“It’s like a secret compartment. He built the wall out and made a space in there that you couldn’t see by looking. It was big. You could fit like a hundred kilos in it, not that he moved that much product at one time.”
“On the night of the seventeenth, to your knowledge, how much heroin was in the secret compartment in the closet?”
“Twenty keys, because Orlando had just got a shipment.”
“That’s twenty kilograms?”
“Yes.”
“To your knowledge, did anybody other than yourself or Mr. Jiménez know about this twenty-kilogram shipment?”
“A lot of people knew. All the workers at the spot. And anybody who worked for the connect. Word got around.”
“When you say connect, who do you mean?”
“The supplier of the drugs. He was a Colombian from Jackson Heights called Gordo. That means fat guy. All Gordo’s people knew he’d just fronted Orlando twenty keys. That’s why I always told Orlando he’s crazy, that we gonna get hit someday. But he say he’s gotta take care of his product. He’s not gonna leave it with nobody else because everybody steals. He’d rather risk his life and keep his product close.”
“But wasn’t he risking your life too, and your children’s?”
“I know.” She gave a resigned little shrug.
“Directing your attention back to what was going on inside the apartment. What happened after Mr. Jiménez ran back to the bedroom to get his gun?”
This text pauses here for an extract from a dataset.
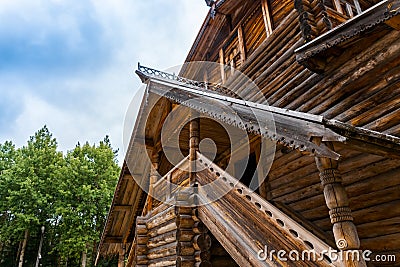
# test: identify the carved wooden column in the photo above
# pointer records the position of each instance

“He slammed the door behind him, but it didn’t have no lock on it and they busted it down right away. I got on my knees and crawled behind the couch, so I couldn’t see nothing, but I could still hear. Everything was crashing around real loud, and glass was smashing. Orlando kept his gun in the drawer next to the bed, so he must have been trying to get to it. Then I heard a shot, and the next second, I heard him cry out. I knew he was hit.”
“After you heard Mr. Jiménez cry out, what happened?”
“A lot of yelling. Orlando was still alive. They’re telling him he better give up the product or they gonna bring me in the room and cut pieces off me until he do. He was telling them get the fu—get out, or he’s gonna kill’em. That was Orlando. Somebody step to him, he don’t back down. But I heard’em in there tearing everything apart, and eventually one said, ‘Here it is. I found it.’ They found the stuff. After that, I knew they’d kill us.”
Gabriela stopped speaking and welled up again.
“Then what?” Melanie asked in a gentle tone.
On the witness stand, the young woman looked up at the ceiling and sighed, then swiped her knuckles across her eyes, wiping away tears.
“I heard shots. Three shots.”
“Coming from the bedroom?”
“Yes. And I knew it was done. My babies’ daddy was dead, and they gonna come for me and my kids next.”
“What made you think they would come for you and your children?”
“Because they said so. When they was unlocking the door downstairs on the street, the one with the tattoo, he say to the other one, ‘We gonna shoot her?’ and the one with the ear say, ‘Not yet.’ So I’m down on the floor expecting to die. But then the miracle happened. My angel, la Señora Marrero, she had called the police, and I started hearing the sirens. Normally in my neighborhood, there’s sirens all the time, but this was different. It was a lot, and you could tell it was right outside the building. The next thing, I heard the window going up in the bedroom. It squeaked a lot, so I knew what it was.”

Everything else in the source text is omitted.